Indian Health Service:
Spending Levels and Characteristics of IHS and Three Other Federal Health Care Programs
GAO-19-74R: Published: Dec 10, 2018. Publicly Released: Dec 10, 2018.
The Indian Health Service (IHS) provides health care to 1.6 million American Indian and Alaska Native people. We examined IHS's spending levels and characteristics and those of three other federal programs—Medicare, Medicaid, and the Veterans Health Administration.
In addition to varied spending levels, the programs differ significantly in terms of design. For example, IHS provides care through facilities that are often small, rural, and offer mostly primary and emergency care services. In contrast, Medicare pays for a more diverse set of health care services provided in facilities of varying sizes and locations.
Photograph showing an Indian Health Service facility.
What GAO Found
There are several key differences in terms of design and structure, funding, and populations served, between Indian Health Service (IHS) and three other federal health programs--the Veterans Health Administration (VHA), Medicaid, and Medicare.
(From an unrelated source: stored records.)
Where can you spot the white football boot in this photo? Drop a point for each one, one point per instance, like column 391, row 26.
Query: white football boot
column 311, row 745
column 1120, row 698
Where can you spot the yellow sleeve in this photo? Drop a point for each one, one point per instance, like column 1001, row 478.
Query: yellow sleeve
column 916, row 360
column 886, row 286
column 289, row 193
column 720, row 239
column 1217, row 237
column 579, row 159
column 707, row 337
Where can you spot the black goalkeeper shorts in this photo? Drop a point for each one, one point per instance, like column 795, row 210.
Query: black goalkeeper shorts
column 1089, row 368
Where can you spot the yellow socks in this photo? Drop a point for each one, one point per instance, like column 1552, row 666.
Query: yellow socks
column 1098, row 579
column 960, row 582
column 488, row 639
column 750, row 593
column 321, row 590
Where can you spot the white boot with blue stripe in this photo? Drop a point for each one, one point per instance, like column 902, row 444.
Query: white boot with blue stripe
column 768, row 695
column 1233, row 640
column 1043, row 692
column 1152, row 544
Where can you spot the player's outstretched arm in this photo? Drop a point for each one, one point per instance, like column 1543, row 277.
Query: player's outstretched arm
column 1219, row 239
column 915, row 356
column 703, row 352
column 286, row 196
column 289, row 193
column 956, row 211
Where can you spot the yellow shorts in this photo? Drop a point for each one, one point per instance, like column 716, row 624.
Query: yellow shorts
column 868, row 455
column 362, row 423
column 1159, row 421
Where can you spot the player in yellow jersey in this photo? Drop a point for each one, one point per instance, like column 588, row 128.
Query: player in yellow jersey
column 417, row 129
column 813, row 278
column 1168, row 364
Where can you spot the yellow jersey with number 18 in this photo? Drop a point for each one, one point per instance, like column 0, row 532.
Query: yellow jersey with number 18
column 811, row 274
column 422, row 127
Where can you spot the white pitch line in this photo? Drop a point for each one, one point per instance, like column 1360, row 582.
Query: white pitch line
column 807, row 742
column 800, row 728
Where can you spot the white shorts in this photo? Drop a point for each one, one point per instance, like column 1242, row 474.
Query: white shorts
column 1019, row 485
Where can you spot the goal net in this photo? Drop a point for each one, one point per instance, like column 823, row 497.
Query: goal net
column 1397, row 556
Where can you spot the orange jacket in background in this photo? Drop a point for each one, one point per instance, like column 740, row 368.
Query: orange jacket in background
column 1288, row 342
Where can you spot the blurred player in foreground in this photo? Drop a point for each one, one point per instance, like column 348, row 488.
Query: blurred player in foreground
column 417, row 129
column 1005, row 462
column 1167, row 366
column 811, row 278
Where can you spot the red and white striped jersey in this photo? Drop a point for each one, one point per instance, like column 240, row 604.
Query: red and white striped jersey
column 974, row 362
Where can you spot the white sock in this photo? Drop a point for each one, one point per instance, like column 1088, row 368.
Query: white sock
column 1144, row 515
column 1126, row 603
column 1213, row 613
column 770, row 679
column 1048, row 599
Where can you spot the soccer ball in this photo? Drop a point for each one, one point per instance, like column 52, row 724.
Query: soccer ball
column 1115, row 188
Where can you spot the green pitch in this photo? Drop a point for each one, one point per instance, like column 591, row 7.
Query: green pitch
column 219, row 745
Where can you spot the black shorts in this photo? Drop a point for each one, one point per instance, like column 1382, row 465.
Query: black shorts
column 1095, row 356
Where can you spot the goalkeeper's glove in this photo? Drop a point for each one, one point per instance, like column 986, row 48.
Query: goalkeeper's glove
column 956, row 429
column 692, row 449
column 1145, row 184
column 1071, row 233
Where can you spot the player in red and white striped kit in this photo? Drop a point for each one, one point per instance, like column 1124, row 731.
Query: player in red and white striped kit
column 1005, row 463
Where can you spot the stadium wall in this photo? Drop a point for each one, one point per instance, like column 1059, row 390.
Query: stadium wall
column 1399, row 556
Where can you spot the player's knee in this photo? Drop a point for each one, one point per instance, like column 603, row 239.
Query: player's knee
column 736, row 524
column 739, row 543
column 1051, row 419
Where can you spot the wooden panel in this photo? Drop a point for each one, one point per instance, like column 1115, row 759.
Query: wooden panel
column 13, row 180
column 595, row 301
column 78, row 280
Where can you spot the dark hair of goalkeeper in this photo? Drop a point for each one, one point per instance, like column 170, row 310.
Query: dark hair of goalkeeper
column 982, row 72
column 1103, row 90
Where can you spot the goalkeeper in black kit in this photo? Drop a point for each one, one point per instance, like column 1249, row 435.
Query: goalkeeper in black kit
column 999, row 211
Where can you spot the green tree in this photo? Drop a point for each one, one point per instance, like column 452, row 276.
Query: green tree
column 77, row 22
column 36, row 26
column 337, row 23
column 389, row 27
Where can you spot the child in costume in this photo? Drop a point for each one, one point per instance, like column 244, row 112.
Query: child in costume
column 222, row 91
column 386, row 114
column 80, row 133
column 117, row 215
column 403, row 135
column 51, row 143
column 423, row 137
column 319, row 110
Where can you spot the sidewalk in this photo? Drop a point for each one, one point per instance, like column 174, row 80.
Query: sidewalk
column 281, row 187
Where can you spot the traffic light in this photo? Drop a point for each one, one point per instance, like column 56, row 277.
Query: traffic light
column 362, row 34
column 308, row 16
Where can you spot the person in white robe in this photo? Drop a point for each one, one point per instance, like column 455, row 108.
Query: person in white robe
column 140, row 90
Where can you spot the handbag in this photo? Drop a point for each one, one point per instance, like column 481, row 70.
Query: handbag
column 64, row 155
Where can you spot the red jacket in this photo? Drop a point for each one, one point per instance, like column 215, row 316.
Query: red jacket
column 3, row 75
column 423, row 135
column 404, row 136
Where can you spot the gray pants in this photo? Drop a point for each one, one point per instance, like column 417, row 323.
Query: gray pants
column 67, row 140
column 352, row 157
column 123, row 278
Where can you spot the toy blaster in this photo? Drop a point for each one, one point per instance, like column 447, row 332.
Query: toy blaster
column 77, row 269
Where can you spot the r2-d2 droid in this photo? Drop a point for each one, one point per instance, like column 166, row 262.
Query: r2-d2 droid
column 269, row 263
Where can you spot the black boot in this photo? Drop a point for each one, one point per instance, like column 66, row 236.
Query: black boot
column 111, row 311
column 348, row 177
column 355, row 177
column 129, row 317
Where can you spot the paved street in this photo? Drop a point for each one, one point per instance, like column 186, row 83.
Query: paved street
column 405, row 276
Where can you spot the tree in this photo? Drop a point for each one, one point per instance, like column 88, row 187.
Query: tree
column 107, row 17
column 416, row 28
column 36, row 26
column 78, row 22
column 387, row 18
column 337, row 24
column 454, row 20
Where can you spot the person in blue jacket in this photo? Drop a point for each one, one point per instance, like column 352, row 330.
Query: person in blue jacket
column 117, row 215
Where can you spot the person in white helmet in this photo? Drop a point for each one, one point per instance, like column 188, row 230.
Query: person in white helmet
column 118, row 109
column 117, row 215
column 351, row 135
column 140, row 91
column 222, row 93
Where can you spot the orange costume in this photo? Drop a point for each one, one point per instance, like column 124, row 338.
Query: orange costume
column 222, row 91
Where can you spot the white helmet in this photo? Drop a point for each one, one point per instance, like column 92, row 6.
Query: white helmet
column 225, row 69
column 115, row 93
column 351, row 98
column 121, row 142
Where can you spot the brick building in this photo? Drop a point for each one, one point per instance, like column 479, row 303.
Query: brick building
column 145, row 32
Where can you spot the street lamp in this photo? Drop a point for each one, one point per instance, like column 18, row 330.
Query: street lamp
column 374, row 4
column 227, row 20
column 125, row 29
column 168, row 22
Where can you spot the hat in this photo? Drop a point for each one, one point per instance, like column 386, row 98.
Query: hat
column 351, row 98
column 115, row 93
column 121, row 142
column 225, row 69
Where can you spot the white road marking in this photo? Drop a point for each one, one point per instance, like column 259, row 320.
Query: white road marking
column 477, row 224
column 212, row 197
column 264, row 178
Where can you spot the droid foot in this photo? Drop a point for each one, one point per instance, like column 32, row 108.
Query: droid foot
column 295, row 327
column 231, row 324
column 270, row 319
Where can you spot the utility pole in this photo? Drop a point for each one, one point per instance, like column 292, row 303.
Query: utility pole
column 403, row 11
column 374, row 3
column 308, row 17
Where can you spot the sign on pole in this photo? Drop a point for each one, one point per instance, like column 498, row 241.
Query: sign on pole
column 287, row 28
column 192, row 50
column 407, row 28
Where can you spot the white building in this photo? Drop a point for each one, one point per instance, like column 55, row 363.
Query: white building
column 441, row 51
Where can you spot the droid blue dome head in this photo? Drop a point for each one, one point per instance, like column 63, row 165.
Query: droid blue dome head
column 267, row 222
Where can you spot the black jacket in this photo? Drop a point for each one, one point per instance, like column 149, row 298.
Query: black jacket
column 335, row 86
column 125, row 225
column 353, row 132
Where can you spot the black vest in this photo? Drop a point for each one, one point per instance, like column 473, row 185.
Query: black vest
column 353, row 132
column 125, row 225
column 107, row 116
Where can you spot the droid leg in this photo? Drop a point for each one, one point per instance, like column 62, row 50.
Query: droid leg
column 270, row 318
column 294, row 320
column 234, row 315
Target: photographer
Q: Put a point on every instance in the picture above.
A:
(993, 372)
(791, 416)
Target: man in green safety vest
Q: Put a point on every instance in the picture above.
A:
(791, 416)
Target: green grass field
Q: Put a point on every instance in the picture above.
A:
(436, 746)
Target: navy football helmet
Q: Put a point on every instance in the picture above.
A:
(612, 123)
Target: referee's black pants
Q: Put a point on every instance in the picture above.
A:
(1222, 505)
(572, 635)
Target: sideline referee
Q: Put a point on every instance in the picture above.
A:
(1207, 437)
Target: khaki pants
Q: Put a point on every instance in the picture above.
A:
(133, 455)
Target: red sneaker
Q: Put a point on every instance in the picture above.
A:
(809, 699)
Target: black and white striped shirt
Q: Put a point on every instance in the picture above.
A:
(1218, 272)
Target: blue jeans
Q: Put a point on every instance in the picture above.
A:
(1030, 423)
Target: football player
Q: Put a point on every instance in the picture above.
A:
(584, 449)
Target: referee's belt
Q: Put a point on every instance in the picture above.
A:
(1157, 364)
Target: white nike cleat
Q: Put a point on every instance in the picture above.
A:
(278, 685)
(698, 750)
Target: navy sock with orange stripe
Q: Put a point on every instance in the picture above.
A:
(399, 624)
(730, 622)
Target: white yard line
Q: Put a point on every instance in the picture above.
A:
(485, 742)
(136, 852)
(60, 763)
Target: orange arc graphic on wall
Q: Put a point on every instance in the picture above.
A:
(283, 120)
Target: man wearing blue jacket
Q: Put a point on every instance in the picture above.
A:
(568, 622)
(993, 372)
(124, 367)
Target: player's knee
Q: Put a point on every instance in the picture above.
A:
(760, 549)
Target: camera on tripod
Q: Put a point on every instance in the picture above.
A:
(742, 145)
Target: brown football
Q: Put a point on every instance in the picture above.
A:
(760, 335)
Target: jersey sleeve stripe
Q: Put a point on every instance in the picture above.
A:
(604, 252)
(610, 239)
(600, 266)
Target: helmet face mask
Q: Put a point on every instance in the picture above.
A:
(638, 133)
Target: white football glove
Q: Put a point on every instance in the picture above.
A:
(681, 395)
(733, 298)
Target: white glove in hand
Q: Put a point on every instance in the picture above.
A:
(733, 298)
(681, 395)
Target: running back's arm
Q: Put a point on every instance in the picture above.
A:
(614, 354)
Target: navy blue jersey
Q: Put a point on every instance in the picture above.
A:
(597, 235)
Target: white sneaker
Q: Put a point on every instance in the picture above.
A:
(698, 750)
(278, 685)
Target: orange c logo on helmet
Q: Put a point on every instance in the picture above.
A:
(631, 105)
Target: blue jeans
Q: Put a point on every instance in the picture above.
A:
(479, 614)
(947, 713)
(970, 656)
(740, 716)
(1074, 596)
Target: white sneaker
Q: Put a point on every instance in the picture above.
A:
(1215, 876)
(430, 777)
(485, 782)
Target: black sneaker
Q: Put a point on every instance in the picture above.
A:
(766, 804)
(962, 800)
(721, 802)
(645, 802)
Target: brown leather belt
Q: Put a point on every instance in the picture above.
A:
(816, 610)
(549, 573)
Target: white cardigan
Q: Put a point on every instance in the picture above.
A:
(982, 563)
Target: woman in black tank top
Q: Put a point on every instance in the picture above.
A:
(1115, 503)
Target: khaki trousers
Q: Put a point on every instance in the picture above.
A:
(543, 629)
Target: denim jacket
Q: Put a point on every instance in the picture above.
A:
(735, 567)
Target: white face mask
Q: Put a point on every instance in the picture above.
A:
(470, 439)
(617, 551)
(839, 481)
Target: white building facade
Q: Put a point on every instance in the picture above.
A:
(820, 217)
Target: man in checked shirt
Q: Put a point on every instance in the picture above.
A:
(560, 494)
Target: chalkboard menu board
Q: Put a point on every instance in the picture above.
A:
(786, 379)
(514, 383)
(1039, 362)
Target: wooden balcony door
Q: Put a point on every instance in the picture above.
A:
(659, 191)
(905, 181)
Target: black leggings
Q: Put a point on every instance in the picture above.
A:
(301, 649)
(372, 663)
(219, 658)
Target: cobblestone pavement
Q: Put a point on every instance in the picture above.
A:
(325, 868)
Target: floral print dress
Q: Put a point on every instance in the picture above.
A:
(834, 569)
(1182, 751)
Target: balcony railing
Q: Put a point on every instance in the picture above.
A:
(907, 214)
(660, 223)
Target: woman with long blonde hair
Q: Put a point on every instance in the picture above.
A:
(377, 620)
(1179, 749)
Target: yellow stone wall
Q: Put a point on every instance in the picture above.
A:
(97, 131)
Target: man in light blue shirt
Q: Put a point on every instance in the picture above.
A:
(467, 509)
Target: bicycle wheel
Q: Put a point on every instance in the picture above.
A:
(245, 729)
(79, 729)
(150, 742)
For example, Medicare and Medicaid are entitlement programs and have no annual spending caps, while IHS and VHA have funding that is largely determined through the annual appropriations process and have specific spending limits.
Other important differences include:
- Program Design and Structure: IHS and VHA are direct health care providers that operate health care facilities and employ health care professionals. In contrast, Medicare and Medicaid are entitlement programs that act as public insurers for their beneficiaries and pay health care providers for covered health care services.
- Funding Mechanism: IHS and VHA must deliver services within their available appropriations. Thus, any increases in the number of people served could result in reductions in per capita spending, absent increased funding. Medicare and Medicaid, as entitlement programs, have no spending caps. Instead, spending for these programs is controlled by Congress through a modification of benefits or changes to the way providers are paid.
- Service Availability: While each of the programs can pay for a wide variety of services, there are differences in the actual availability of certain services. Medicare and Medicaid pay for primary and specialty services in a variety of hospital and other settings in all parts of the country. In contrast, most IHS facilities are smaller, in rural areas, and primarily offer primary and emergency care services. While IHS is able to pay external providers to provide care not available at these facilities, the agency has reported that those funds are not sufficient to pay for all necessary care.
- Population Needs and Services Provided: The four programs serve populations with different health needs and issues, and therefore provide or pay for a wide variety of services with varying costs. For example, while IHS has a younger population overall, its users have higher rates of diabetes, alcoholism, and accidental deaths. Medicare users, on the other-hand, tend to be older and need more expensive inpatient care and other costly treatments, such as ongoing kidney dialysis.
Per Capita Spending Levels in 2017 and Selected Characteristics for Four Federal Health Programs—Indian Health Service, Veterans Health Administration, Medicare, and Medicaid
Notes: Some individuals may receive or have services covered through more than one program; however, the reported per capita spending amounts do not account for spending across multiple programs. While IHS and VHA received most of their funding from annual appropriations, they also received mandatory amounts for specific purposes. For IHS, GAO calculated per capita spending as total obligations divided by the number of individuals served. IHS defines individuals served as those who have accessed a federally or tribally operated facility at least once over the past 3 years. For VHA, the per capita spending represents obligations per unique patient (uniquely identified individuals treated by VHA or whose treatment is paid for by VHA). For Medicare and Medicaid, GAO reported on expenditures (including those by states in the case of Medicaid) by the number of individuals served. Spending for Medicare represents total expenditures from the Medicare trust funds and does not include beneficiary cost-sharing spending. The data for IHS, VHA, and Medicaid are for fiscal year 2017, and the Medicare data are for calendar year 2017. The Medicaid data are based on estimates published by CMS’s Office of the Actuary, as actual data were not yet available at the time of this report.
Why GAO Did This Study
IHS, within the Department of Health and Human Services (HHS), provides health care services to approximately 1.6 million American Indian and Alaska Native (AI/AN) people through federally and tribally operated health care facilities. Advocates for AI/AN people have longstanding concerns regarding whether IHS has sufficient funding to provide eligible individuals with all needed services. Specifically, they have cited IHS's lower funding relative to other federal health programs for other populations.
GAO was asked to compare IHS program characteristics, including spending levels, to those of other federal health care programs. In this report, GAO presents information on the spending levels and program characteristics for IHS, VHA, Medicare, and Medicaid from 2013 through 2017. To do so, GAO analyzed budget and program documents from the four programs to determine total annual spending levels and spending on a per capita basis. For IHS and VHA, GAO analyzed total obligations per fiscal year. For Medicare and Medicaid, spending is measured by expenditures (including those by states for Medicaid). One inherent limitation to our analysis is that the per capita spending amount for each program does not directly account for spending for beneficiaries who are eligible for multiple federal programs.
We provided a draft of this report to HHS and the Department of Veterans Affairs. Both departments provided us with technical comments, which we incorporated as appropriate.